Une surveillance déguisée en amitié
Les risques ne s'arrêtent pas à la dépendance affective. L'American Civil Liberties Union (ACLU) a alerté sur le fait que ce type d'appareil pourrait être utilisé à des fins de surveillance par des pirates informatiques, des entreprises privées ou même des gouvernements. Si le dispositif venait à être piraté, ce sont toutes vos conversations privées qui pourraient être exposées. Avi Schiffmann se défend en assurant que « techniquement, le collier n'enregistre pas vraiment, il écoute pour l'IA, pas pour un humain ». Une nuance qui peine à convaincre.
La campagne publicitaire, annoncée comme « la plus grande de l'histoire de France » avec plus de 5000 affiches prévues sur dix semaines, a déjà provoqué des réactions hostiles. À New York, où Friend.com s'était lancé en septembre 2025, les panneaux ont été massivement vandalisés. Des messages comme « L'IA ne se soucie pas de savoir si vous vivez ou mourez » ou « Capitalisme de surveillance » ont fleuri sur les affiches. À Paris, le même phénomène commence : des publicités déchirées, des « Stop IA » tagués.
Sur les réseaux sociaux, de nombreux internautes ont comparé ce gadget à un épisode de la série Black Mirror. Cette dystopie technologique qui semblait relever de la science-fiction devient une réalité commercialisée à 113,12 euros, livraison vers l'Europe comprise. Pourtant, le collier n'est officiellement disponible qu'en Amérique du Nord, où il peine d'ailleurs à trouver son public avec seulement 3000 exemplaires vendus depuis l'automne 2025.
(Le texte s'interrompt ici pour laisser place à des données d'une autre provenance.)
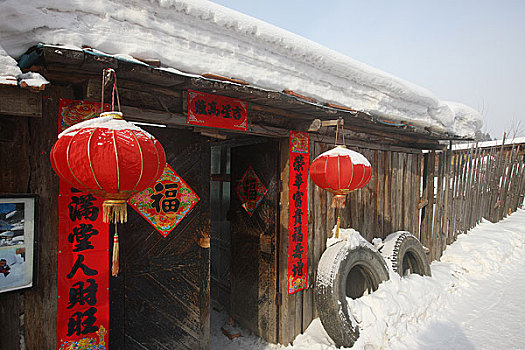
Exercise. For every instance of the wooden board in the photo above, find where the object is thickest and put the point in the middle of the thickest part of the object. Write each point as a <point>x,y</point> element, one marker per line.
<point>254,269</point>
<point>160,300</point>
<point>13,179</point>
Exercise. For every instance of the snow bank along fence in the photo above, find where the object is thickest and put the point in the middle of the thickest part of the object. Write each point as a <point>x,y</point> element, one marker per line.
<point>435,195</point>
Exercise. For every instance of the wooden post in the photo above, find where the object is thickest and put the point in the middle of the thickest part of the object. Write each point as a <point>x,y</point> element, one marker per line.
<point>428,194</point>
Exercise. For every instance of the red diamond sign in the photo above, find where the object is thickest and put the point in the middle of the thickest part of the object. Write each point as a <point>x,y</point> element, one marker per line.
<point>166,203</point>
<point>250,191</point>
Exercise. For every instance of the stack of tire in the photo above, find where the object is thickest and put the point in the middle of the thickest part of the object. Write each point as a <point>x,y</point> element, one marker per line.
<point>353,271</point>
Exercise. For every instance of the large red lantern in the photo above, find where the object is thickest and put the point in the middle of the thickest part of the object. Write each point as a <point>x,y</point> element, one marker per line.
<point>109,157</point>
<point>340,171</point>
<point>113,160</point>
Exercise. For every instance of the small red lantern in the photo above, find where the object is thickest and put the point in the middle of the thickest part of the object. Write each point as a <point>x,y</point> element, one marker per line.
<point>340,171</point>
<point>109,157</point>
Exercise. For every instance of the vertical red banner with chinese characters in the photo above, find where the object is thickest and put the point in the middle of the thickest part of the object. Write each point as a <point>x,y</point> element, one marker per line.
<point>299,160</point>
<point>83,272</point>
<point>83,255</point>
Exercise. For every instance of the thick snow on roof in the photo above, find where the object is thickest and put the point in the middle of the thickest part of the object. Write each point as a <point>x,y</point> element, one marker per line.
<point>8,69</point>
<point>493,143</point>
<point>10,74</point>
<point>466,119</point>
<point>197,36</point>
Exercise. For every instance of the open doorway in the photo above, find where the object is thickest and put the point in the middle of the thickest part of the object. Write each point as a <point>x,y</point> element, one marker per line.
<point>220,283</point>
<point>244,271</point>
Un flou juridique inquiétant
L'arrivée de Friend.com en Europe pose des questions juridiques majeures. Le Règlement général sur la protection des données (RGPD) et le règlement européen sur l'intelligence artificielle imposent des normes strictes sur la collecte et le traitement des données personnelles. Comment un appareil qui écoute en permanence peut-il respecter ces cadres légaux ? La question reste sans réponse claire. Les conditions d'utilisation de Friend.com permettraient même l'utilisation des données captées pour entraîner leurs modèles d'IA, selon plusieurs analyses.
En France, enregistrer une conversation sans le consentement de tous les participants est illégal. Si un porteur de ce collier capte les paroles d'inconnus dans le métro, qui est responsable ? Le fabricant ? L'utilisateur ? Ces zones grises juridiques n'empêchent pas la start-up de déployer sa campagne publicitaire agressive. Le message est clair : dans un monde où la solitude devient un marché, certains sont prêts à vendre leur intimité pour une illusion de compagnie. Reste à savoir si les Français mordront à l'hameçon ou rejetteront cette intrusion numérique déguisée en amitié.